And Kensington – Kensington! – seems have gone Labour, with fewer than 35 votes in the outcome and another recount to come at 6pm. I still can’t get my head round it. (It would, come to think of it, be a handy seat, if available, for former cabinet ministers living and working in the constituency, and seeking re-election.)
The other evening, I took part in a pre-election discussion at Farm Street Church in central London where I commiserated with a lady from that constituency: obviously, I said, given the scale of the Tory majority, she may as well stay at home if she wanted to vote for anyone but Victoria Borwick. But by way of consolation, she should remember that the pundits take into account – eventually – the overall national vote for the parties, in which she would play her little part. How wrong, how preposterously wrong I was. The day when there was a quadruple recount in Kensington (ex-Michael Portillo, Malcolm Rifkind, Alan Clarke) is the day you can say without lying that every vote does count. And that, for me, is brilliant.
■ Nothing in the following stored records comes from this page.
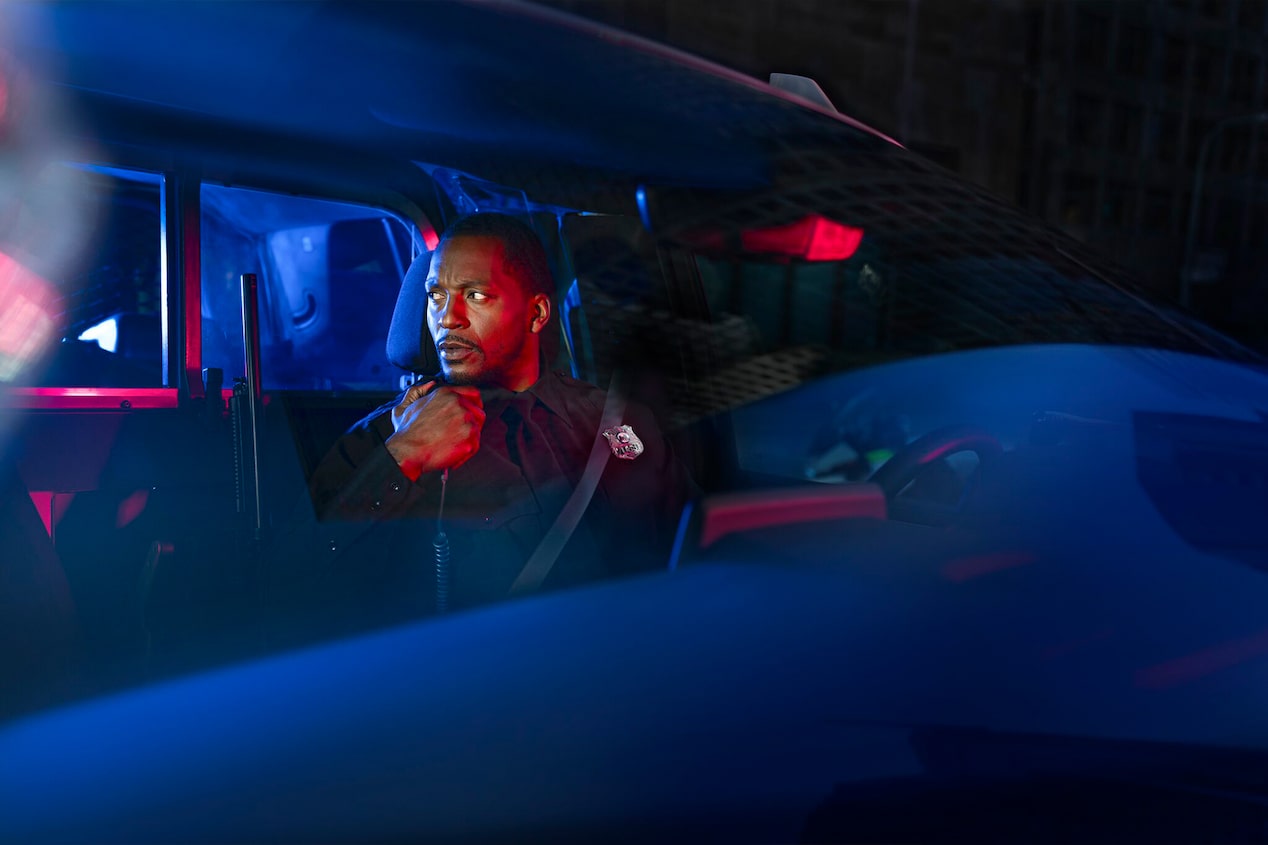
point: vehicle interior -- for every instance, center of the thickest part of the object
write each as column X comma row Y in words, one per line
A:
column 961, row 486
column 226, row 281
column 168, row 435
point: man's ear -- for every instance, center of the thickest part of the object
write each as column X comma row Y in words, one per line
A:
column 539, row 312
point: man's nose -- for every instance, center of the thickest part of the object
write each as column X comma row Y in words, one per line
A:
column 454, row 314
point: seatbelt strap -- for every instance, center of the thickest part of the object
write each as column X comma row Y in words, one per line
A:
column 543, row 560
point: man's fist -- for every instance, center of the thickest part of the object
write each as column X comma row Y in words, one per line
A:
column 435, row 429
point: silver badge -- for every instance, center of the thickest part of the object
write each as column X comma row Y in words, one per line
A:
column 624, row 443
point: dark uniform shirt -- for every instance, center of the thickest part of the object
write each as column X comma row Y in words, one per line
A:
column 498, row 505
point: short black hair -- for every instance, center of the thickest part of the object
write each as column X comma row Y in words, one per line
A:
column 523, row 249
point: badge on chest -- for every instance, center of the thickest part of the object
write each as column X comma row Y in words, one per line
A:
column 623, row 442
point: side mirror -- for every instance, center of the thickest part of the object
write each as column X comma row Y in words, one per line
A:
column 802, row 86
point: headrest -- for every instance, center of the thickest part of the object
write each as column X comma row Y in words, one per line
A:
column 408, row 340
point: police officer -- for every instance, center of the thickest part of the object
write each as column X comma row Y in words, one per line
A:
column 498, row 442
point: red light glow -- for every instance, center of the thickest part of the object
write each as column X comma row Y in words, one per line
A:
column 813, row 237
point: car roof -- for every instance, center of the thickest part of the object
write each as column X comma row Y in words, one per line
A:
column 509, row 91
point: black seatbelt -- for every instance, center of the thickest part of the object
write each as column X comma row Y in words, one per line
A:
column 543, row 560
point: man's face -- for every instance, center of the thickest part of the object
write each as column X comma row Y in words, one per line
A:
column 481, row 316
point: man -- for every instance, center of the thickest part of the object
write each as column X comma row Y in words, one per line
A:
column 488, row 451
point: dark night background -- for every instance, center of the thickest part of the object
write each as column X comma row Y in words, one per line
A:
column 1087, row 113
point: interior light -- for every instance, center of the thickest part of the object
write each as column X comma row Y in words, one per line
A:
column 105, row 334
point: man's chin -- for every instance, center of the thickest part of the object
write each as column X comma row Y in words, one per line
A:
column 460, row 376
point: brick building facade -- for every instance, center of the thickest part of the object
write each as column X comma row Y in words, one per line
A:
column 1088, row 113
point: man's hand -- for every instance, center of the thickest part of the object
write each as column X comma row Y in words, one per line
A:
column 435, row 430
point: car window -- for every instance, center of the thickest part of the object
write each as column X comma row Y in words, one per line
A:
column 110, row 303
column 327, row 277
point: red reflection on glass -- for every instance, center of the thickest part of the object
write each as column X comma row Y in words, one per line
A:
column 27, row 322
column 813, row 237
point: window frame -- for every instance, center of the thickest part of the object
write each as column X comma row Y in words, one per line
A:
column 181, row 287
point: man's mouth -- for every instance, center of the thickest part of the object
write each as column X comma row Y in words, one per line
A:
column 453, row 350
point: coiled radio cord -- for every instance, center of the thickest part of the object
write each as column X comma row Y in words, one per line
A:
column 440, row 544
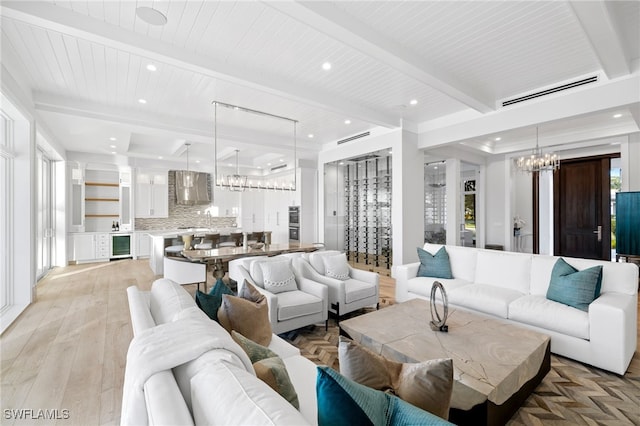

Just a couple of other things. Obviously for many people, the important thing about the election is what it does for women. And I have so far sought in vain for obvious feminist grief at the possibility of losing, sometime soon, just the second female prime minister, which is funny, when you think how they reacted to Hillary’s defeat. But all is still not lost for women (if we can get over the Women’s Equality Party getting fewer votes than the Raving Loonies): besides the girl-on-girl stuff in Scotland, we now know that Arlene Foster, DUP leader, will be calling the shots in a hung parliament, what with their ten seats and Sinn Fein’s no-show. Happy Days!
PS Actually, I may not have been entirely idiotic in telling the lady in Farm Street that the national share of the vote counts: looking at it, I see that Mrs May has got 42.4 per cent of the vote to David Cameron’s 37 per cent in 2015, with Labour on 40.1 per cent. Even allowing for the collapse of Ukip, that’s not quite the take we’re getting on the whole thing.